As for the comet itself, you can see the “rubber ducky fallen over” shape in this image.

Like most comets it is primarily a dusty, dirty snowball. As it gets closer to the sun, little bits will be pushed away by the solar wind and glitter in the sunlight. That will make the comet's tail.

I don't want to put too many of the images in this post, but over on the ESA site they have a wicked cool timelapse of the comet rotating and growing larger as Rosetta approached.

#ASP vNext Configuration Details

Bam!
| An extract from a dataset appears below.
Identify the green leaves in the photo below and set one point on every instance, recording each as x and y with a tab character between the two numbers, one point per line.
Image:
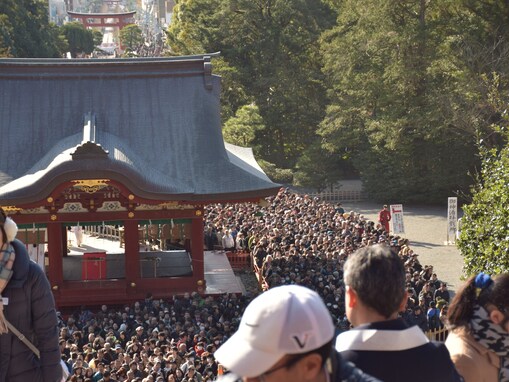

There's your graceful segue from space pix to talking about ASP.

Maybe not so graceful, but there you go.

I'm working on a talk for our user group meeting next week about the upcoming version of Microsoft's ASP web framework code named vNext.

I found a post from Louis Dejardin from a few months back talking about how the configuration will work.

ASP.NET vNext Moving Parts: IConfiguration

If you've worked with ASP you've worked with the venerable web.config file.

You have also probably at some point killed a web site by getting ONE DAMNED CHARACTER WRONG in a web.config file.

Not sure how you feel about the fact that one stray character in a config file can make a web app die an unceremonious death, but I'm not a fan.

Such is the beauty of XML.

Well hold on to your hats, cowboys and girls, because you won't have to use the XML based web.config any more.

Unless you want to.

Say what?

I love the pluggable modularity the team at MS are going for here.

Check out Louis' post for the full scoop, but you will be able to specify JSON, XML, INI, Environment Variables, and probably Norse Runes for your configuration settings.

I think that is cool.

If you use Azure, you know you can specify environment variables in the Portal UI for Websites.

One big advantage to that approach is you don't risk someone checking web.config into source control with all it's connection string goodies hanging out for all to see.

Well that about wraps it up for this week.

Enjoy your space porn and config files!